IJPAM: Volume 107, No. 4 (2016)


Norelhouda Azzizi$^1$, Abdelouhab Zaatri$^2$
$^1$Department of Mathematics
Faculty of Exact Sciences
University of Freres Mentouri
Constantine, ALGERIA
$^2$Department of Mechanical Engineering
Faculty of Engineering Sciences
University of Freres Mentouri
Constantine, ALGERIA

Abstract. For learning artificial systems as well as for living systems, it is generally proven that the learning performances improve with the experience. This paper seeks to analyze the learning process of an artificial system: a Multi-Layer Perceptron Neural Nets (MLP-NN) used for word recognition and dedicated for robot control. As the MLP requires references for the spoken words, we have provided these references by means of a supervised classifier based on minimizing the mean square error.

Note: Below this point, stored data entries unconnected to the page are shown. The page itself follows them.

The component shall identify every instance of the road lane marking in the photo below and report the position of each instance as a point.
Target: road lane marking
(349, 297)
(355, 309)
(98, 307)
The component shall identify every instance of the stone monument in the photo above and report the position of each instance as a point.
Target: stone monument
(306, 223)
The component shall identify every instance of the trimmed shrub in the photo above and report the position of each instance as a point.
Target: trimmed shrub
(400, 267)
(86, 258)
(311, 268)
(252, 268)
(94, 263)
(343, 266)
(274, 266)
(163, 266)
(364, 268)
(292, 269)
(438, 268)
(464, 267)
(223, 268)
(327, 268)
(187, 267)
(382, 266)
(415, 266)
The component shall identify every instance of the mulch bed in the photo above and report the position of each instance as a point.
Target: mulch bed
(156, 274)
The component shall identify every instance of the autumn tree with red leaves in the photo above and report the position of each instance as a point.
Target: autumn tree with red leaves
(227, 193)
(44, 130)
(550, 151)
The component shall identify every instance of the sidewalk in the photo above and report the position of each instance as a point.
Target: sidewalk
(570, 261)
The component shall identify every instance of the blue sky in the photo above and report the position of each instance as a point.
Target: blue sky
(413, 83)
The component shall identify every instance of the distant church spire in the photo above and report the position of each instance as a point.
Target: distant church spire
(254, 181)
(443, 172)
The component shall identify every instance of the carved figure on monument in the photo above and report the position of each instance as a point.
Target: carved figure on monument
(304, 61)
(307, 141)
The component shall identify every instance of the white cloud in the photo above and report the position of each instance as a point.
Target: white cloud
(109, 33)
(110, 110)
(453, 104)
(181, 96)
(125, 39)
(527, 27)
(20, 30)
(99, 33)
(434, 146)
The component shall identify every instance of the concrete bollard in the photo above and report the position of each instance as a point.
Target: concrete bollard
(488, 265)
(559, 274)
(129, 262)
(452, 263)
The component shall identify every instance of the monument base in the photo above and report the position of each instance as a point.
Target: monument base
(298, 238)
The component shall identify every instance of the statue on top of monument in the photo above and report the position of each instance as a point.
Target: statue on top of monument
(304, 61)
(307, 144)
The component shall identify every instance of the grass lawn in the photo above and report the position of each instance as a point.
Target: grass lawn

We are particularly interested by estimating the minimal number of trials required to ensure the recognition of some spoken words by the MLP-NN with an acceptable predefined error. To this purpose, we have experimentally performed the learning process of the recognition of some specific words. For each word, we have recorded the performance improvement with respect to the number of trials enabling to draw the learning curve. The mathematical modeling of these curves presents a bi-exponential law profile while the mathematical modeling of human performance show generally a power law profile. The obtained results have led to a better understanding of the artificial system performance under the influence of internal and external human and technological factors.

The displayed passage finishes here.